Brent crude price, an international benchmark, slipped below $16/bbl to a 21-year low in April. It has since recovered, with prices climbing in recent weeks. Last week, Brent went past $51/bbl, but it’s still a far cry from the heydays of 2008 when prices topped $140/bbl. Mint explores
What are the current key drivers of crude?
The development and roll-out of vaccines has raised optimism that covid-19 could soon be controlled, allowing more factories to reopen and people to move about, thereby lifting demand for fuel. Big oil guzzlers such as the US, Britain, and Canada have kick-started the vaccination drive. India may also start immunization soon. Crude oil throughput in China marked a record increase in November compared with the same month a year ago, indicating a growing demand from the world’s second-largest oil consumer. Expectations that the US would soon unveil a fresh round of stimulus to bolster economy have also aided crude.
What are the near-term risks to oil market?

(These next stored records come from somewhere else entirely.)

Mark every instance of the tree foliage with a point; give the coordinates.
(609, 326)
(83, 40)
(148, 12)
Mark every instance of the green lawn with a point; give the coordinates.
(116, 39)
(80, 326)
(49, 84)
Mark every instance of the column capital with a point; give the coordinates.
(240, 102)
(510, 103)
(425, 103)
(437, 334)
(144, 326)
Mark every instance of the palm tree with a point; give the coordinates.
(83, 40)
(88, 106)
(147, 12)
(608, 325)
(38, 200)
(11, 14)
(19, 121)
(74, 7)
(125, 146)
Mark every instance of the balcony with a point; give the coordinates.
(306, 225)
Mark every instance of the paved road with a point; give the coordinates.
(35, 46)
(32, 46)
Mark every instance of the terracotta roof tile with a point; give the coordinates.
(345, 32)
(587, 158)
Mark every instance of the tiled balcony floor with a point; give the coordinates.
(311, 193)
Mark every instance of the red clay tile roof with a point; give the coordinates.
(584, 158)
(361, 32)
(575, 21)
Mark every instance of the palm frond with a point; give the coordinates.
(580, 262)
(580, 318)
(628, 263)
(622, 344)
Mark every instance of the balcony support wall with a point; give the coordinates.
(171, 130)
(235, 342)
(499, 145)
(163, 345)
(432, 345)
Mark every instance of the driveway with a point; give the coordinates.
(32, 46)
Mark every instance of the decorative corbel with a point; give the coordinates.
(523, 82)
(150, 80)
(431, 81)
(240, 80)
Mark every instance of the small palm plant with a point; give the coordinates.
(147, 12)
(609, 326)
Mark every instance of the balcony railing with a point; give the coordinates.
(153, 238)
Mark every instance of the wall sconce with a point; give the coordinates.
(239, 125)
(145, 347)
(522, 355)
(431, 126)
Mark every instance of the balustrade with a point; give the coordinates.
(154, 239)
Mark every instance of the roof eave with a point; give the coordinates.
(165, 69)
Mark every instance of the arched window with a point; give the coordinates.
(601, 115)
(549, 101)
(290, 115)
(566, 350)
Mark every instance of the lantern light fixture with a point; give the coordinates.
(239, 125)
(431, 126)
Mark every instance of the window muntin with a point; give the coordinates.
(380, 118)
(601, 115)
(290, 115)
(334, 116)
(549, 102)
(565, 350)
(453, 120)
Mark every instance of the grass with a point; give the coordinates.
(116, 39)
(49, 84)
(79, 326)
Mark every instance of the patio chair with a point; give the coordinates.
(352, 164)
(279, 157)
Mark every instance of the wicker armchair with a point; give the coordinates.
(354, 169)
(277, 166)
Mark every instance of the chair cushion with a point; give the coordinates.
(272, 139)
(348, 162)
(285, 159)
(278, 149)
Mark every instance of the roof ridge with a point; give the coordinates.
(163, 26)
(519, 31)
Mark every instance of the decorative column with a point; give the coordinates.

One of them is the pandemic itself. A fresh surge in infections has prompted governments in Europe and elsewhere to consider re-imposing curbs to halt the spread of the coronavirus that has killed as many as 1.6 million globally. This means that economies would take longer to return to growth, depressing oil demand. Also, vaccines are unlikely to be readily available for a majority of countries for months, potentially leading to people restricting their travel and businesses operating below optimum capacities. Vaccine scepticism—unwillingness to get the shots due to doubts about their safety—is another challenge.
What is Opec+ up to in the middle of price swings?
After the international benchmark prices crashed this spring, the Organization of the Petroleum Exporting Countries and its allies including Russia, cumulatively known as Opec+, agreed to cut crude output by 9.7 million barrels per day from May to support the market. Going ahead, Opec+ is likely to roll over the supply cuts when it meets in January.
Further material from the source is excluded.